The market is underpricing how much of this resilience is a distribution story rather than a demand story: higher energy, tariffs, and policy noise are acting like a tax transfer from households and importers toward domestic producers and firms with pricing power. That favors large-cap U.S. energy, select industrials with domestic input chains, and quality consumer staples, while keeping pressure on import-heavy retailers, low-end discretionary, and transport names where fuel and wage costs hit margins fastest. The second-order effect is that nominal GDP can stay firm even as real activity cools, which helps earnings in the near term but keeps the inflation hurdle rate elevated. The key risk is not an immediate recession, but a delayed margin squeeze. If oil stays bid for several months, the pass-through shows up first in freight, airline fuel hedges rolling off, and chemicals/plastics feedstock costs, then in consumer spending as real disposable income gets pinched with a lag.
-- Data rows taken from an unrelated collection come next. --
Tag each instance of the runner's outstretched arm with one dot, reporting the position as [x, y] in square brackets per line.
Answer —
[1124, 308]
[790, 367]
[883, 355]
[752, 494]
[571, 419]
That creates a window where cyclical equities can keep grinding higher on headline growth while breadth deteriorates underneath; the market usually only reprices when credit spreads or earnings revisions break, not when geopolitics gets noisy. The contrarian take is that the “unsinkable” narrative may be too complacent about duration: the economy can absorb one inflation shock, but not a sequence of them. If tariffs and energy keep re-accelerating price pressures into the next CPI prints, rate-cut expectations can reprice materially, which is bad for long-duration equities and anything levered to easing. The cleanest tell will be whether margins, not revenues, start to roll over in the next two reporting cycles.